Commonly Used Datasets in Machine Learning
Computer Vision
MNIST
This is the first dataset that one encounters when studying machine learning. It is pronounced as [em-nist] and consists of hand-written digit images of size $28\times 28$. The dataset includes 60,000 training images and 10,000 testing images[^1].
CIFAR-10, CIFAR-100
CIFAR-10, pronounced as [cypher-ten], includes 60,000 images in 10 different categories, with images of size $32\times 32$. It is composed of 50,000 training images and 10,000 testing images.
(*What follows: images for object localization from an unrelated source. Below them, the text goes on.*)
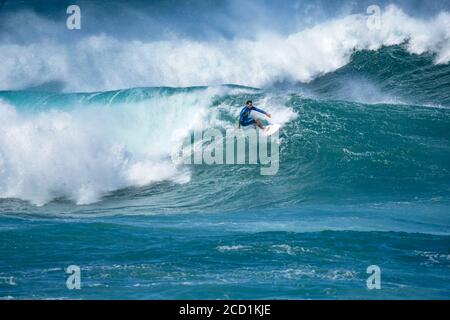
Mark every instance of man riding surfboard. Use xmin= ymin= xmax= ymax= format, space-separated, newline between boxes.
xmin=238 ymin=100 xmax=271 ymax=129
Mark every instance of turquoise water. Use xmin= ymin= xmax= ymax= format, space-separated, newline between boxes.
xmin=1 ymin=42 xmax=450 ymax=299
xmin=1 ymin=209 xmax=449 ymax=299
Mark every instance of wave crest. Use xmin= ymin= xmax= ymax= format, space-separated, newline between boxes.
xmin=0 ymin=5 xmax=449 ymax=92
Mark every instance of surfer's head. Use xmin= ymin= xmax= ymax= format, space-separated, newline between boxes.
xmin=246 ymin=100 xmax=253 ymax=108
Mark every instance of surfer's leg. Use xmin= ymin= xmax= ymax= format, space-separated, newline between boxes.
xmin=241 ymin=119 xmax=256 ymax=127
xmin=255 ymin=119 xmax=264 ymax=129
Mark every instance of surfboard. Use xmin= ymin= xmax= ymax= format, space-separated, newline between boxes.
xmin=264 ymin=124 xmax=280 ymax=136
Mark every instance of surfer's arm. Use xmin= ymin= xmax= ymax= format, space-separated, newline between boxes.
xmin=253 ymin=107 xmax=271 ymax=118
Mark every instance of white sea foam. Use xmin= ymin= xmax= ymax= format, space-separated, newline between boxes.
xmin=0 ymin=90 xmax=214 ymax=205
xmin=217 ymin=245 xmax=251 ymax=252
xmin=0 ymin=6 xmax=449 ymax=92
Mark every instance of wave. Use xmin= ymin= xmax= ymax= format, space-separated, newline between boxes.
xmin=301 ymin=45 xmax=450 ymax=106
xmin=0 ymin=87 xmax=216 ymax=205
xmin=0 ymin=86 xmax=296 ymax=205
xmin=1 ymin=85 xmax=450 ymax=208
xmin=0 ymin=5 xmax=449 ymax=92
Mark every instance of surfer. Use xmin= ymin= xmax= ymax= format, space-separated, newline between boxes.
xmin=238 ymin=100 xmax=271 ymax=129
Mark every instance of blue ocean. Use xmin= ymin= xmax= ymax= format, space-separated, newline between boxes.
xmin=0 ymin=0 xmax=449 ymax=299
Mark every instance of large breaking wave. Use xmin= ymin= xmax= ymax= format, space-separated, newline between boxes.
xmin=1 ymin=76 xmax=449 ymax=207
xmin=0 ymin=86 xmax=295 ymax=205
xmin=0 ymin=5 xmax=449 ymax=91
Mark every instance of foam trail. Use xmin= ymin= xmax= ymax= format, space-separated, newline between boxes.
xmin=0 ymin=5 xmax=449 ymax=92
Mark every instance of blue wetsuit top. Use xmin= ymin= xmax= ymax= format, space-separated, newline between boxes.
xmin=239 ymin=106 xmax=267 ymax=126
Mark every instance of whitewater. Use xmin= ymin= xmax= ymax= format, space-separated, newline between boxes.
xmin=0 ymin=5 xmax=449 ymax=92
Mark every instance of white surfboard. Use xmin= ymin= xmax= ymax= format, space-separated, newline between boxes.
xmin=264 ymin=124 xmax=281 ymax=136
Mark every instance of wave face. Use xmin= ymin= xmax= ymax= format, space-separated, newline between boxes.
xmin=0 ymin=85 xmax=297 ymax=206
xmin=302 ymin=45 xmax=450 ymax=106
xmin=0 ymin=4 xmax=449 ymax=92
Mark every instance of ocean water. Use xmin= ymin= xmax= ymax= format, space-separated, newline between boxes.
xmin=1 ymin=1 xmax=450 ymax=299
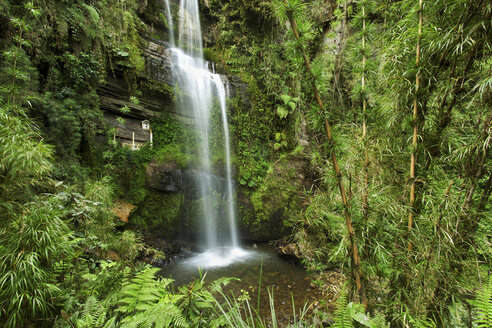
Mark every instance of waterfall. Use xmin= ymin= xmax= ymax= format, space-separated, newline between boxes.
xmin=163 ymin=0 xmax=175 ymax=46
xmin=178 ymin=0 xmax=203 ymax=58
xmin=211 ymin=75 xmax=239 ymax=248
xmin=167 ymin=0 xmax=241 ymax=260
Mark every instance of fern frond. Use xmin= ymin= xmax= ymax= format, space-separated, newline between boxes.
xmin=209 ymin=277 xmax=238 ymax=294
xmin=333 ymin=285 xmax=354 ymax=328
xmin=102 ymin=317 xmax=117 ymax=328
xmin=408 ymin=315 xmax=437 ymax=328
xmin=475 ymin=275 xmax=492 ymax=328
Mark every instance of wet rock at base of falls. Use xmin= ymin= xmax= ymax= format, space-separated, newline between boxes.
xmin=277 ymin=243 xmax=302 ymax=260
xmin=140 ymin=232 xmax=185 ymax=266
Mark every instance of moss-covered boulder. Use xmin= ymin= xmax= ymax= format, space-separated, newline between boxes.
xmin=238 ymin=154 xmax=312 ymax=241
xmin=129 ymin=191 xmax=184 ymax=239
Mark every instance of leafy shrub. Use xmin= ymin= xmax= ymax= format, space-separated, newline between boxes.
xmin=110 ymin=230 xmax=144 ymax=262
xmin=0 ymin=198 xmax=73 ymax=327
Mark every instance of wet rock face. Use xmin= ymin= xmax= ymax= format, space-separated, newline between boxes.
xmin=140 ymin=162 xmax=235 ymax=242
xmin=225 ymin=75 xmax=251 ymax=114
xmin=142 ymin=159 xmax=305 ymax=243
xmin=145 ymin=162 xmax=227 ymax=200
xmin=237 ymin=196 xmax=289 ymax=242
xmin=146 ymin=161 xmax=182 ymax=193
xmin=148 ymin=167 xmax=183 ymax=193
xmin=145 ymin=41 xmax=173 ymax=85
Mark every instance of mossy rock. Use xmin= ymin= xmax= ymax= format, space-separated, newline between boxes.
xmin=129 ymin=191 xmax=184 ymax=239
xmin=238 ymin=154 xmax=310 ymax=241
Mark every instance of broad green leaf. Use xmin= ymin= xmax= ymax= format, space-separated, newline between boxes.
xmin=277 ymin=106 xmax=289 ymax=119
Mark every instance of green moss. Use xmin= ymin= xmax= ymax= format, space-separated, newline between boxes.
xmin=250 ymin=159 xmax=299 ymax=224
xmin=142 ymin=80 xmax=176 ymax=102
xmin=130 ymin=192 xmax=184 ymax=234
xmin=230 ymin=88 xmax=273 ymax=189
xmin=154 ymin=144 xmax=196 ymax=169
xmin=239 ymin=204 xmax=255 ymax=226
xmin=150 ymin=114 xmax=199 ymax=168
xmin=203 ymin=47 xmax=220 ymax=64
xmin=240 ymin=154 xmax=304 ymax=240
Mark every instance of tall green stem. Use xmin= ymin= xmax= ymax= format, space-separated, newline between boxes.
xmin=408 ymin=0 xmax=423 ymax=251
xmin=283 ymin=0 xmax=367 ymax=310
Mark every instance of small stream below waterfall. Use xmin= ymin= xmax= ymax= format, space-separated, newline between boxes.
xmin=160 ymin=244 xmax=320 ymax=324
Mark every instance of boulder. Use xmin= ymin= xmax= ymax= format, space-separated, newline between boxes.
xmin=238 ymin=154 xmax=314 ymax=242
xmin=111 ymin=201 xmax=137 ymax=223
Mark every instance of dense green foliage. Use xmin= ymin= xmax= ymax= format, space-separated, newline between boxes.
xmin=263 ymin=0 xmax=490 ymax=326
xmin=206 ymin=0 xmax=491 ymax=326
xmin=0 ymin=0 xmax=490 ymax=327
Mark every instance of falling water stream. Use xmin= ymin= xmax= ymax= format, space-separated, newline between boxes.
xmin=167 ymin=0 xmax=241 ymax=266
xmin=213 ymin=75 xmax=239 ymax=248
xmin=163 ymin=0 xmax=175 ymax=46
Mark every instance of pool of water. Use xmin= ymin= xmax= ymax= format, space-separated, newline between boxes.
xmin=160 ymin=244 xmax=321 ymax=324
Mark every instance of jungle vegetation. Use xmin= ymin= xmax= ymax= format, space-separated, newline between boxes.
xmin=0 ymin=0 xmax=490 ymax=327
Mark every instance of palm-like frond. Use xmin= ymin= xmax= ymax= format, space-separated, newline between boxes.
xmin=474 ymin=275 xmax=492 ymax=328
xmin=333 ymin=286 xmax=354 ymax=328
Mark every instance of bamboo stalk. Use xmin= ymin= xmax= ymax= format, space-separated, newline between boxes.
xmin=408 ymin=0 xmax=423 ymax=251
xmin=362 ymin=1 xmax=369 ymax=221
xmin=283 ymin=1 xmax=368 ymax=310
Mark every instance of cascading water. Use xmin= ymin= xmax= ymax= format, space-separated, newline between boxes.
xmin=213 ymin=75 xmax=239 ymax=249
xmin=166 ymin=0 xmax=243 ymax=266
xmin=163 ymin=0 xmax=175 ymax=46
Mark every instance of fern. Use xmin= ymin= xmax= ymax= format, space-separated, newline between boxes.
xmin=73 ymin=295 xmax=117 ymax=328
xmin=81 ymin=4 xmax=100 ymax=24
xmin=333 ymin=286 xmax=354 ymax=328
xmin=407 ymin=315 xmax=437 ymax=328
xmin=208 ymin=276 xmax=238 ymax=293
xmin=119 ymin=299 xmax=188 ymax=328
xmin=474 ymin=275 xmax=492 ymax=328
xmin=116 ymin=266 xmax=188 ymax=327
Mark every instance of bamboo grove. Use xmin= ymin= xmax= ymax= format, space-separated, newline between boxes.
xmin=274 ymin=0 xmax=491 ymax=326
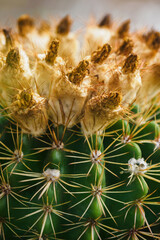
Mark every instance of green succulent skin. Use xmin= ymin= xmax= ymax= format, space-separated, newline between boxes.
xmin=0 ymin=105 xmax=160 ymax=240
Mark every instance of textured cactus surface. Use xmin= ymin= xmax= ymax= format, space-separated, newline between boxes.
xmin=0 ymin=14 xmax=160 ymax=240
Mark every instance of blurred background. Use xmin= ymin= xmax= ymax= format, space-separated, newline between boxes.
xmin=0 ymin=0 xmax=159 ymax=31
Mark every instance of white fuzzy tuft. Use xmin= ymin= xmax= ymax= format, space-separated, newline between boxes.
xmin=43 ymin=168 xmax=60 ymax=182
xmin=128 ymin=158 xmax=148 ymax=175
xmin=91 ymin=150 xmax=102 ymax=163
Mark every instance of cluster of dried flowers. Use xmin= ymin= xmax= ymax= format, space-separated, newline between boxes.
xmin=0 ymin=14 xmax=159 ymax=136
CIFAR-100 is similar to CIFAR-10 in that it includes 60,000 color images of size $32\times 32$, but it has 100 categories. Each category contains 600 images, with 500 for training and 100 for testing.
ImageNet
This dataset contains images for over 20,000 categories, with 200 images for each category. For convenience, it includes training data of 1,000 categories and 1.2 million images.
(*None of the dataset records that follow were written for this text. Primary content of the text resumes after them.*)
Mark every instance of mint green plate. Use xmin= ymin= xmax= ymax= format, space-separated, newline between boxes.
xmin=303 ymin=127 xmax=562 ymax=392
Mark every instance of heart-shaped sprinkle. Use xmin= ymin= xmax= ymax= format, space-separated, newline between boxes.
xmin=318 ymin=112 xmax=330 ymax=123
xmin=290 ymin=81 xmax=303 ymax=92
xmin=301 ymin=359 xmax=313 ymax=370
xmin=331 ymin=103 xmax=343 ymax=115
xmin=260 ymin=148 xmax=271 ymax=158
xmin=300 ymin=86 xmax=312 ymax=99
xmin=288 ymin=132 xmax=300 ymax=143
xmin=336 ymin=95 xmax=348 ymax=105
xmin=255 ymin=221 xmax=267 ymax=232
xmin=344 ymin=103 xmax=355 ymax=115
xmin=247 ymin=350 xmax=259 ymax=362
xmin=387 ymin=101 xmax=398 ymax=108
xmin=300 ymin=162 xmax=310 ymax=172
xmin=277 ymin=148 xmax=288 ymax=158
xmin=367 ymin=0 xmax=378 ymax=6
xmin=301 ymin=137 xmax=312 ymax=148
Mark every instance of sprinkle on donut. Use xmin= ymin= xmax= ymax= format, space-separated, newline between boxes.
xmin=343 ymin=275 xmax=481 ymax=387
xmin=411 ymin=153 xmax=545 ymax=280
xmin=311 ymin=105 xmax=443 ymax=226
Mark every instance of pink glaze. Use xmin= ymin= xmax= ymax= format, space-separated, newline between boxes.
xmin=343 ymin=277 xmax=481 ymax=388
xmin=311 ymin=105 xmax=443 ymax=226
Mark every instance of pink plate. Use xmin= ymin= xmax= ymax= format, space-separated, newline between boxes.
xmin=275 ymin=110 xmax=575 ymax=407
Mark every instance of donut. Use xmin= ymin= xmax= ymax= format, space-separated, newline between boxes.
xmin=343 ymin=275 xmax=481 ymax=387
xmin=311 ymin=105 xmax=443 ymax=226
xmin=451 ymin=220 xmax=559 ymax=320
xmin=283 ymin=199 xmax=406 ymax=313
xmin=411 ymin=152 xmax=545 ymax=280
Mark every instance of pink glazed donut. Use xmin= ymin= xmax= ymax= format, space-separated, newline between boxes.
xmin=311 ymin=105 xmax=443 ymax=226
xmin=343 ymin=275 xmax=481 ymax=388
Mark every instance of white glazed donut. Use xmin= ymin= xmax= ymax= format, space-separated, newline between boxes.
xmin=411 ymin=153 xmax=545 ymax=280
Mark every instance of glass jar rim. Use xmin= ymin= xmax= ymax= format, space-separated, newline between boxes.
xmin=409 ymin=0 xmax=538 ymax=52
SVHN(The Street View House Number)
This dataset consists of house number plate photos collected by Google when developing the Street View feature in Google Maps. It is composed of color images of size $32\times 32$.
Classification, Clustering
Iris Dataset
This dataset on the observation records of the iris flower was created by botanist Edgar Anderson and statistician Ronald Fisher. It is widely used as a statistical and machine learning introductory example.